Some may have noticed that I haven't been online in a long while. I've been in somewhat of a funk over the last few months. Sometimes I don't realize how time goes by. I've been dealing with family bullshit, sickness and everyone wanting a piece of me with trying to fix situations and fix people. Story of my fuckin' life.
I wish the fuck people would try and help themselves and their situations rather than want to ignore shit like it will go away. You feel beat up on the inside and now it's come to me finally being done.
I can't do it anymore and the rest is up to everyone else. Take ownership and do something about your situation(s) and your life.

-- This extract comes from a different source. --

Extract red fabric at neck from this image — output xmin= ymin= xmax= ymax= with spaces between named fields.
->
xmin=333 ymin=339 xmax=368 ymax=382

I can't be your oxygen or help you if you're not willing to help yourselves. We've done just about everything for you and that's what the problem probably is/was. Fuckin' expectations.
I've become numb and just doing my thing now and concentrating on me and my household.
To be honest, I have some Christmas spirit but honestly, not much. Which I must say, my motto in regard to life is: Treat people the way you want to be treated all year round. Don't wait for a Holiday or special occasion.
Because of everything whirling around me you don't realize how time does fly. I'm usually better prepared for the holidays and this year we haven't even sent out Christmas/Holiday cards.
I made a last minute decision yesterday. I decided that my wife should be able to spend the holiday (which is celebrated very big) in MN with her family. We are able to get a major deal with our friend who is a flight attendant. That's my present to her. Her family is wonderful and there is NO drama. It's a very peaceful environment and they are good people. Sometimes it seems too surreal of what a normal family atmosphere is.
We will be there for 3 days only, but it doesn't matter. It will be 3 days of happiness especially for my wife as she/we will be with her loving family.